Saturday, February 25, 2012

Zora Neale Hurston & The Museum of [Un]Natural History


 
Zora Neale Hurston wrote about the oppression of the minority in her essay, "What White Publishers Won't Print".  She posed an important question - why do people remain skeptical about "the internal life of minorities"?  Why does the majority refuse to believe that the minority has a deeper side?



Hurston used the Museum of Natural History (pictured above) to help answer the question that she posed.  She said that: 
"[The American Museum of UNNatural History] is an intangible built on folk belief.  It is assumed that all non-Anglo-Saxons are uncomplicated stereotypes. ... They are lay figures mounted in the museum where all may take them in at a glance.  They are made of bent wires without insides at all."  
What is the problem with this, exactly?

Hurston says that we cannot move past the minority v. majority issue until the majority begins to see the intelligent life within the minority.  Until we see "them" as "like us" then we will continue to separate ourselves and remain ignorant to minority cultures that could potentially enrich our own culture.
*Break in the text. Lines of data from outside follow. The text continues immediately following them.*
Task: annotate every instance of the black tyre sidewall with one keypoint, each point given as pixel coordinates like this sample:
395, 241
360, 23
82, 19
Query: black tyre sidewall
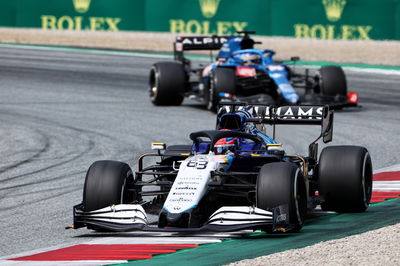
345, 178
332, 81
283, 183
105, 185
169, 78
222, 80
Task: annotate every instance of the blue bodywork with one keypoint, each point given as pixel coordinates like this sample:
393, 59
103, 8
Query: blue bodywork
232, 55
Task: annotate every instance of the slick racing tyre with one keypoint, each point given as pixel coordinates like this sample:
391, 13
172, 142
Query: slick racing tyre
106, 184
332, 81
345, 178
223, 80
280, 184
167, 83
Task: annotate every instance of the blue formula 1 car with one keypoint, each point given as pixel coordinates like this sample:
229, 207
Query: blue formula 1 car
243, 73
232, 178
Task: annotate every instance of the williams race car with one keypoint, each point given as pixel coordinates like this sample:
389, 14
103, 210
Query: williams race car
243, 73
232, 178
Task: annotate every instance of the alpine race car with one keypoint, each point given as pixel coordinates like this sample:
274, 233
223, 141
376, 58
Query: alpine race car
232, 178
243, 73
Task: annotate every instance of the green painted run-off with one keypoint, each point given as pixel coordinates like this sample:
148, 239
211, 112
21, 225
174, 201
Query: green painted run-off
259, 244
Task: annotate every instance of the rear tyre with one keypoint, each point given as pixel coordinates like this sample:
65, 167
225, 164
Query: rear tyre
167, 83
282, 183
345, 178
223, 80
332, 81
106, 184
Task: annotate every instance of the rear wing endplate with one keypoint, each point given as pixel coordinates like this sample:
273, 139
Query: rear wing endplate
186, 43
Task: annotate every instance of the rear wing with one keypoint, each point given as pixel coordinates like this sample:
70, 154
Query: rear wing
286, 115
186, 43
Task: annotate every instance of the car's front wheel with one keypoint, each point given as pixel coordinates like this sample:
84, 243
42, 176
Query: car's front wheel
106, 184
223, 80
167, 83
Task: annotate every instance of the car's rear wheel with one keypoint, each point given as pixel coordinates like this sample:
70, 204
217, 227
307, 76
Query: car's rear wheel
345, 178
280, 184
167, 83
106, 184
332, 81
223, 80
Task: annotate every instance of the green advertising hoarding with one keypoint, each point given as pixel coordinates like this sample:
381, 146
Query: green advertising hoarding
108, 15
207, 16
319, 19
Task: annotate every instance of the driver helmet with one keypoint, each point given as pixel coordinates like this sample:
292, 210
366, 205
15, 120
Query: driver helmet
249, 58
225, 145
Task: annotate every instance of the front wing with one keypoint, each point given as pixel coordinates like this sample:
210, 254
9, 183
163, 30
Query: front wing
131, 217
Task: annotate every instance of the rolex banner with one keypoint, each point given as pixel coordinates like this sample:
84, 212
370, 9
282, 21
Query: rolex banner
318, 19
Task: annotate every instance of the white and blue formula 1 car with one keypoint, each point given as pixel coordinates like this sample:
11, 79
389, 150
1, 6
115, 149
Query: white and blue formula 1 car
232, 178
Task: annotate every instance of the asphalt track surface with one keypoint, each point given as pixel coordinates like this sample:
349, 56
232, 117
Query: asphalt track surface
62, 110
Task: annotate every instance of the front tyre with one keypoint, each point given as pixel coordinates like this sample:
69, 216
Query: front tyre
107, 184
167, 83
282, 183
345, 178
223, 80
332, 81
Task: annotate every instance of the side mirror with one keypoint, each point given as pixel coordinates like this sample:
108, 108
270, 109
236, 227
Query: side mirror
327, 126
160, 146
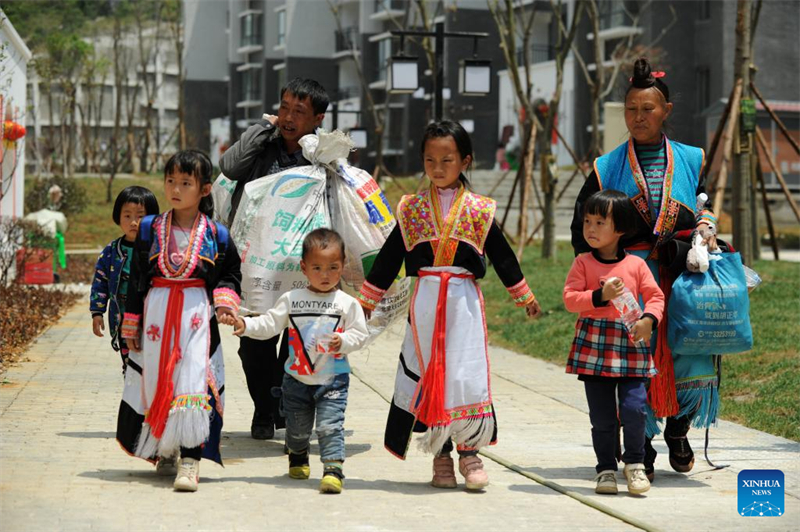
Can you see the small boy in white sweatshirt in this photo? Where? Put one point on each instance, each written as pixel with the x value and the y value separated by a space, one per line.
pixel 324 324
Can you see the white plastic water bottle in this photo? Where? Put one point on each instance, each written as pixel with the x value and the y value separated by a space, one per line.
pixel 629 310
pixel 702 198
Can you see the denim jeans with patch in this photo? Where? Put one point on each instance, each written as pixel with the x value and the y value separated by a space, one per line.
pixel 327 402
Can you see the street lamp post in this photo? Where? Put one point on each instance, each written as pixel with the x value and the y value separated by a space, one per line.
pixel 439 36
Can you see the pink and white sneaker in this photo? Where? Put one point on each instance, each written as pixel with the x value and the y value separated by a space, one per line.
pixel 471 467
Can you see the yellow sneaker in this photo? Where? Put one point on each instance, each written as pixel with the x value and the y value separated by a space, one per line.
pixel 331 484
pixel 332 480
pixel 298 466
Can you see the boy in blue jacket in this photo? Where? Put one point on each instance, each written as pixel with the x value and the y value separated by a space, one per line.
pixel 110 283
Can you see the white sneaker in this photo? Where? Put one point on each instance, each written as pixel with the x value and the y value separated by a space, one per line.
pixel 166 466
pixel 637 480
pixel 606 482
pixel 188 475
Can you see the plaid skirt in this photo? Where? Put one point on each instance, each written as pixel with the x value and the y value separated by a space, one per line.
pixel 603 348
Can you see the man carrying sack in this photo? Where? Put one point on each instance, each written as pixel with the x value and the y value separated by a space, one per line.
pixel 265 149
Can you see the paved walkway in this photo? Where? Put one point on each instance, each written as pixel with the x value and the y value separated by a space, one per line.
pixel 61 468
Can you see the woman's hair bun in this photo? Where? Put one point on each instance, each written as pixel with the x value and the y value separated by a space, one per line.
pixel 642 74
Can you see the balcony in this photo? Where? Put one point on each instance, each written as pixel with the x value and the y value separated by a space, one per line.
pixel 347 39
pixel 615 23
pixel 389 9
pixel 345 93
pixel 347 43
pixel 250 34
pixel 539 53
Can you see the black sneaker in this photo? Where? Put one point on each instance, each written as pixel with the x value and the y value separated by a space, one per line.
pixel 262 428
pixel 649 459
pixel 681 456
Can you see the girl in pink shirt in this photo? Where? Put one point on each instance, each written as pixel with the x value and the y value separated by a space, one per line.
pixel 614 369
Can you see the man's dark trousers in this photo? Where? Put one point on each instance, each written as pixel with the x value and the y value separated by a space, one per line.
pixel 263 364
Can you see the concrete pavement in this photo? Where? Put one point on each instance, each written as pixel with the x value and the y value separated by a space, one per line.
pixel 61 469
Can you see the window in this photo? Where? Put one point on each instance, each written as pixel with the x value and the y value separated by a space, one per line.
pixel 393 129
pixel 251 85
pixel 384 54
pixel 703 87
pixel 281 82
pixel 281 27
pixel 250 26
pixel 704 10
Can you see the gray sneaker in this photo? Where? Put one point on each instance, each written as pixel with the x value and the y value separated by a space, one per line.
pixel 606 482
pixel 166 466
pixel 188 475
pixel 637 479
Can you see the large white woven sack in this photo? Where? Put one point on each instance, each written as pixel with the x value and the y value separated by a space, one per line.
pixel 276 212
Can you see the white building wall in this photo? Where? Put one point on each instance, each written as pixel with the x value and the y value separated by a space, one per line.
pixel 13 81
pixel 205 27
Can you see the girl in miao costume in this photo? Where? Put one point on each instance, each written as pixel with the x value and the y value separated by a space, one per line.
pixel 661 178
pixel 185 273
pixel 444 236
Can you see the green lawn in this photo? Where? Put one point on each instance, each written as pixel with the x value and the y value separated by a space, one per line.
pixel 759 388
pixel 94 227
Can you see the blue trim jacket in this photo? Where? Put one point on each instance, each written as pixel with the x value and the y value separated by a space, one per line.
pixel 105 288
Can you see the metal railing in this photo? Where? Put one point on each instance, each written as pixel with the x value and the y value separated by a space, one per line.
pixel 385 5
pixel 539 53
pixel 347 39
pixel 344 93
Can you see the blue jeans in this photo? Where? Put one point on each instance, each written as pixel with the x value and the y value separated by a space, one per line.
pixel 302 402
pixel 602 395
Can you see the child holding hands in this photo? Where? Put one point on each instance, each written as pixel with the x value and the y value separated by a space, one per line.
pixel 113 269
pixel 613 363
pixel 184 277
pixel 324 324
pixel 444 236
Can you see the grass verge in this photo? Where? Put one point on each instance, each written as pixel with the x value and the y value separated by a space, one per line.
pixel 94 227
pixel 759 388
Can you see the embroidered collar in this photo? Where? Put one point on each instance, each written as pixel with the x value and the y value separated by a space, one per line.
pixel 468 220
pixel 192 253
pixel 619 258
pixel 643 207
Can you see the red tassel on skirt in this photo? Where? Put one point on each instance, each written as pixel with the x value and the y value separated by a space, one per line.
pixel 170 352
pixel 431 409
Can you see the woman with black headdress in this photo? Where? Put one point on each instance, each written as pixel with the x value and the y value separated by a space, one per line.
pixel 662 179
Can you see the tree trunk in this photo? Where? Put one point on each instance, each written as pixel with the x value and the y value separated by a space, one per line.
pixel 740 209
pixel 528 162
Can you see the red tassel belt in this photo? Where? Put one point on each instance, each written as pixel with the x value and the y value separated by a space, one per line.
pixel 431 410
pixel 170 350
pixel 661 393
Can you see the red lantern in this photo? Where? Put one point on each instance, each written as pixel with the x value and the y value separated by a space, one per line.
pixel 12 131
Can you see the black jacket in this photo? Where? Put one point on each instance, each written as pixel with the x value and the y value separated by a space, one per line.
pixel 252 157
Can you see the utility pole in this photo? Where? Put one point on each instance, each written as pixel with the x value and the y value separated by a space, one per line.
pixel 740 208
pixel 439 36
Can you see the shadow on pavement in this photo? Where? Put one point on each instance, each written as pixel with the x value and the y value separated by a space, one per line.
pixel 126 475
pixel 104 434
pixel 663 479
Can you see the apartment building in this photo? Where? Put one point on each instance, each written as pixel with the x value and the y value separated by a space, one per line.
pixel 697 53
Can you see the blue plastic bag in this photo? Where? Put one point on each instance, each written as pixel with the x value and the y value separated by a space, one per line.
pixel 709 313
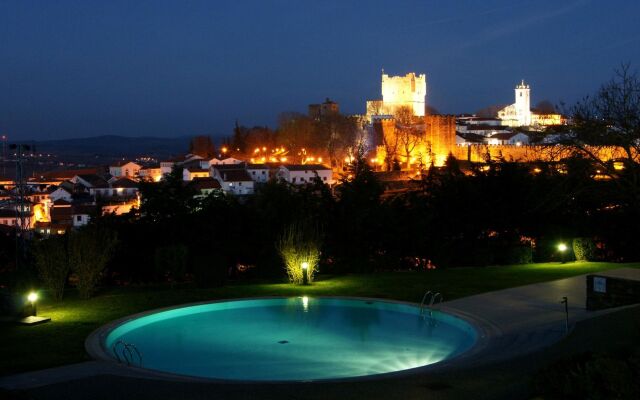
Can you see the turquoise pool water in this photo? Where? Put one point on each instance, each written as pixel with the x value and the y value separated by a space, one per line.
pixel 301 338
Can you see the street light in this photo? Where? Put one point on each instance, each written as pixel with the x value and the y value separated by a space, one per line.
pixel 32 297
pixel 305 273
pixel 562 248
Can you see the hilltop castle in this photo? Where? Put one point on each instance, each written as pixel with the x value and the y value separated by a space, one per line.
pixel 400 91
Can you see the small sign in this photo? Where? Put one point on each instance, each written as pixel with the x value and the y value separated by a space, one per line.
pixel 599 284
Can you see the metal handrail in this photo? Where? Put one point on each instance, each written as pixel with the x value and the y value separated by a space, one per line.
pixel 424 298
pixel 433 298
pixel 126 352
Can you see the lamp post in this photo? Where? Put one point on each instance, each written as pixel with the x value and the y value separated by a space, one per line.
pixel 562 248
pixel 33 297
pixel 305 273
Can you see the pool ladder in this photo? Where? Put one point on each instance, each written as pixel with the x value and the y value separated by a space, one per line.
pixel 429 300
pixel 127 353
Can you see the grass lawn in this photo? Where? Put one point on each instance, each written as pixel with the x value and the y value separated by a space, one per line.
pixel 62 340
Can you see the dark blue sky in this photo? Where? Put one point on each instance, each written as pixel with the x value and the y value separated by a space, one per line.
pixel 172 68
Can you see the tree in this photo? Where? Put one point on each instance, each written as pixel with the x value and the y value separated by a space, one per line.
pixel 408 135
pixel 545 107
pixel 299 247
pixel 610 120
pixel 53 264
pixel 202 146
pixel 171 262
pixel 90 249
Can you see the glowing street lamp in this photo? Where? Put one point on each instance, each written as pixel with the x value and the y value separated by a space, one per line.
pixel 32 297
pixel 305 273
pixel 32 319
pixel 562 248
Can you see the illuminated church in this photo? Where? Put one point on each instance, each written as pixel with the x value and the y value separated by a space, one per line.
pixel 520 114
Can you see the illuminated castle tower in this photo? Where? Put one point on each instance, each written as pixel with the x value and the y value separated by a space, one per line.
pixel 400 91
pixel 519 113
pixel 523 104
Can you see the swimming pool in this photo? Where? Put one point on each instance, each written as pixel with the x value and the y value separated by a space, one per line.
pixel 289 339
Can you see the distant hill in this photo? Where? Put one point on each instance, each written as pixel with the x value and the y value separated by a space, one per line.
pixel 105 148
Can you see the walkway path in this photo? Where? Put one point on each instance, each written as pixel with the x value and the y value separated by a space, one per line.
pixel 521 320
pixel 528 318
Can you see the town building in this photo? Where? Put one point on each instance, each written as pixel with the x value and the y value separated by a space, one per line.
pixel 127 169
pixel 302 174
pixel 520 114
pixel 234 181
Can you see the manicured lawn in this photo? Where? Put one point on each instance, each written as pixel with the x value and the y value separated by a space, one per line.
pixel 62 340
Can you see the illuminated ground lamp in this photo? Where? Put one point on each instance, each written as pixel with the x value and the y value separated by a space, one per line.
pixel 562 248
pixel 33 319
pixel 305 273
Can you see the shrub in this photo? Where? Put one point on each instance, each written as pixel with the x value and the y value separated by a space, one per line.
pixel 591 376
pixel 89 252
pixel 584 249
pixel 171 262
pixel 299 244
pixel 52 264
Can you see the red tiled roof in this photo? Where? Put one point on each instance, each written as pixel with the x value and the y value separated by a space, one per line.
pixel 306 167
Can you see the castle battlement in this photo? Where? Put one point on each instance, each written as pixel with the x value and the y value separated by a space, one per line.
pixel 409 91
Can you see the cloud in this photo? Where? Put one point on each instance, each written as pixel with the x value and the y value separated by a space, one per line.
pixel 512 26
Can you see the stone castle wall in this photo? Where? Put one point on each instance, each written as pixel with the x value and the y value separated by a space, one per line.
pixel 439 140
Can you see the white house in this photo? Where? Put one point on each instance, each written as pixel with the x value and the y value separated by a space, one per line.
pixel 151 173
pixel 205 186
pixel 512 138
pixel 81 215
pixel 60 193
pixel 167 166
pixel 122 188
pixel 228 160
pixel 258 172
pixel 124 168
pixel 301 174
pixel 188 174
pixel 235 181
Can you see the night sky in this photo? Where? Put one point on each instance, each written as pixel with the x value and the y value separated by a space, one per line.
pixel 173 68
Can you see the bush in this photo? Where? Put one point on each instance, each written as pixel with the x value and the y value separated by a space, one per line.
pixel 53 264
pixel 584 249
pixel 299 245
pixel 592 376
pixel 89 252
pixel 171 262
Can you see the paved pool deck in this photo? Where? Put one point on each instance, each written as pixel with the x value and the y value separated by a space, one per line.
pixel 519 321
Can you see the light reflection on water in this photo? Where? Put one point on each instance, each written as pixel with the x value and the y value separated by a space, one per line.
pixel 299 338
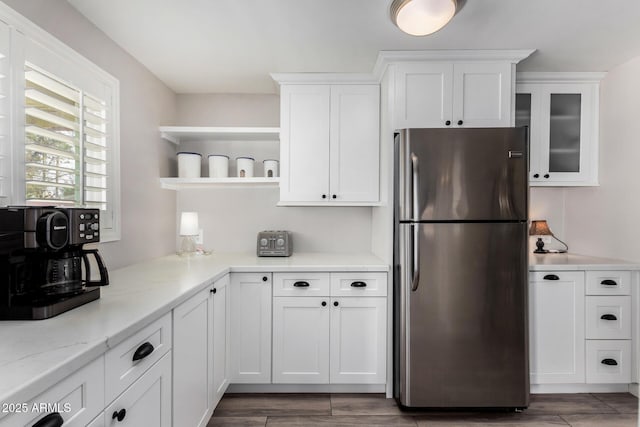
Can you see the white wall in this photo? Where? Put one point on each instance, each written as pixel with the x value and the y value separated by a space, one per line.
pixel 231 217
pixel 148 213
pixel 603 221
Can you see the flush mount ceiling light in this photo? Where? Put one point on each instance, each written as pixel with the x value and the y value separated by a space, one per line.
pixel 422 17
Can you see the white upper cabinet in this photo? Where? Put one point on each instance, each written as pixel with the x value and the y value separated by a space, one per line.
pixel 329 143
pixel 453 94
pixel 561 110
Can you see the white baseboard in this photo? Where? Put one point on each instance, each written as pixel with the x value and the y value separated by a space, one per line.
pixel 306 388
pixel 581 388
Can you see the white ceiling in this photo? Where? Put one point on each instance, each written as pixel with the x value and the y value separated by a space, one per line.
pixel 231 46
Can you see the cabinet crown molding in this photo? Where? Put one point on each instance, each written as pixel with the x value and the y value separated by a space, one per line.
pixel 386 57
pixel 559 77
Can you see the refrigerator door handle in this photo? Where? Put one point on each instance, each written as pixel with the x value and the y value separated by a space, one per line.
pixel 415 256
pixel 415 189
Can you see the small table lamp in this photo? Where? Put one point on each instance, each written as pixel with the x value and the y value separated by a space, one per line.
pixel 541 228
pixel 189 229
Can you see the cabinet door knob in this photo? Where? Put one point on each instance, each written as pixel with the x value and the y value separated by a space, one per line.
pixel 143 351
pixel 53 419
pixel 119 415
pixel 301 284
pixel 358 284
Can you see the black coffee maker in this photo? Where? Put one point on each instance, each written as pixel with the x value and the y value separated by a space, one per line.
pixel 44 268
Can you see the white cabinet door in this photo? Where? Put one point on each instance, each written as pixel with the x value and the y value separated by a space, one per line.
pixel 482 94
pixel 304 143
pixel 301 340
pixel 423 95
pixel 78 398
pixel 557 327
pixel 358 340
pixel 147 402
pixel 563 120
pixel 250 295
pixel 192 361
pixel 221 335
pixel 355 147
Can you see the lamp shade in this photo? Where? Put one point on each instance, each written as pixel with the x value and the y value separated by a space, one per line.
pixel 540 228
pixel 189 224
pixel 422 17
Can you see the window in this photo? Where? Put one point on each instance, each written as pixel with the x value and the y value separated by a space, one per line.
pixel 59 126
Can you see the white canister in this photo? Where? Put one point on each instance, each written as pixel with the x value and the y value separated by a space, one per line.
pixel 270 168
pixel 189 165
pixel 218 166
pixel 244 166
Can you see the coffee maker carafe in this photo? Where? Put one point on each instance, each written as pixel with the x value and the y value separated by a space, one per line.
pixel 44 267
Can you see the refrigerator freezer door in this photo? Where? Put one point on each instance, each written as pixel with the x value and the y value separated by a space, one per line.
pixel 462 174
pixel 462 334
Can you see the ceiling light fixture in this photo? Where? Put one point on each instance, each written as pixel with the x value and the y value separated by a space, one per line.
pixel 422 17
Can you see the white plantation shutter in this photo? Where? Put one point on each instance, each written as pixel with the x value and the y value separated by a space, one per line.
pixel 53 165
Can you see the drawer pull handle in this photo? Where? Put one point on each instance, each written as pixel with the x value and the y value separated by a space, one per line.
pixel 358 284
pixel 119 415
pixel 143 351
pixel 53 419
pixel 301 284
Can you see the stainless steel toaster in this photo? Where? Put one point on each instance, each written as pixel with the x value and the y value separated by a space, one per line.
pixel 274 243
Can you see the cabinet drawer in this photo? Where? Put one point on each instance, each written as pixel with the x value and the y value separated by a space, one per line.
pixel 300 284
pixel 608 317
pixel 608 282
pixel 608 361
pixel 78 398
pixel 359 284
pixel 147 402
pixel 557 276
pixel 121 370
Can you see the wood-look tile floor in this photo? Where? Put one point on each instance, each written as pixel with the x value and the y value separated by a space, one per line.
pixel 346 410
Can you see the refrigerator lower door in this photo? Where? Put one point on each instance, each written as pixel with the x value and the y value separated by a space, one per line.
pixel 463 338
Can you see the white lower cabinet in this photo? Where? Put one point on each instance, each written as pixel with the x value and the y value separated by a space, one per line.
pixel 580 327
pixel 76 400
pixel 147 402
pixel 328 339
pixel 250 295
pixel 200 354
pixel 301 340
pixel 358 340
pixel 556 327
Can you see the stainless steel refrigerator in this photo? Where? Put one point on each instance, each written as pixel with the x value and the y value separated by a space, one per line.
pixel 460 268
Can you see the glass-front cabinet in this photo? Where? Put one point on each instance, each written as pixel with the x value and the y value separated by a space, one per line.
pixel 561 111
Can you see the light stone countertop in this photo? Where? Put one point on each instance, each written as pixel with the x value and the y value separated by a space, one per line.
pixel 570 261
pixel 35 355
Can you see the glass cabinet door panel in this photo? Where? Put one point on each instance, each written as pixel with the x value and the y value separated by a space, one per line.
pixel 564 132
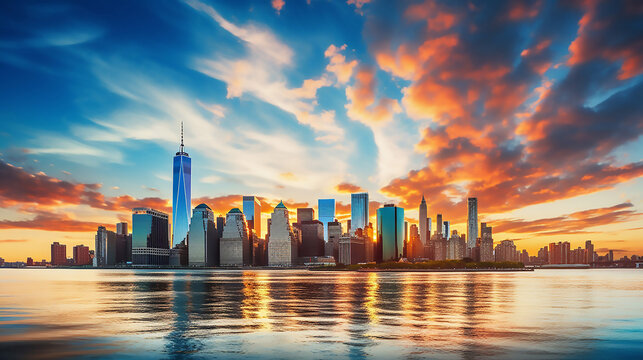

Hurston was not the only one to see fault with the Museum of Natural History's "typical" exhibits.  The following poem, "Museum of Unnatural History", was written by David T. Bruce

"Museum of Unnatural History"
Festival of art
Grants to patrons granted
Penalty paid with interest
Refuse to play?
Don’t look the other way
Keep a watchful eye for phonies
Facts are rarely represented faithfully
Homogenized canvas
The broadest stroke is used
Statues erected as visions crumble
Readings are rhetorical
Scripted spontaneity
National museum of relics
Carbon copies, misprints
Words of mass destruction
Mementos engraved with dreams of futures past
Symbols now our laurels
We live in yesterday
We preach a fierce morality
While we dance around the truth
The art of diplomacy carves a monument of hypocrisy
Watercolor dreams for our youth
Washed away by pious despots
A country cunningly annihilated

Notice the words and phrases that Bruce uses to describe the museum.  Take special note of his use of the word "dreams".  "Dreams of futures past", he writes.  Here, he plainly states that the museum does not represent fact or actual events.  Instead, it is a dreamlike representation that should not be taken seriously.

What is the harm in this, then?  Why do Hurston and Bruce write such negative things about a museum?

Think about the children.  Our future generations will go to these museums.  If we continue to present the minority as stereotypical, flat, and uninteresting then this majority v. minority struggle will continue.  The minority will continue to be oppressed and the majority will continue to miss out on the advantages of the minority's culture.  

So how do we prevent this from happening?  How to we fuse the majority and the minority into "one"?  Hurston believed that a change in the majority's thinking is the only answer.  The majority must stop thinking in terms of "us" and "them" in order for anything to change.

This change in thinking may take many more decades to achieve.  Change always takes great effort and much time.  But a necessary change is always worth it.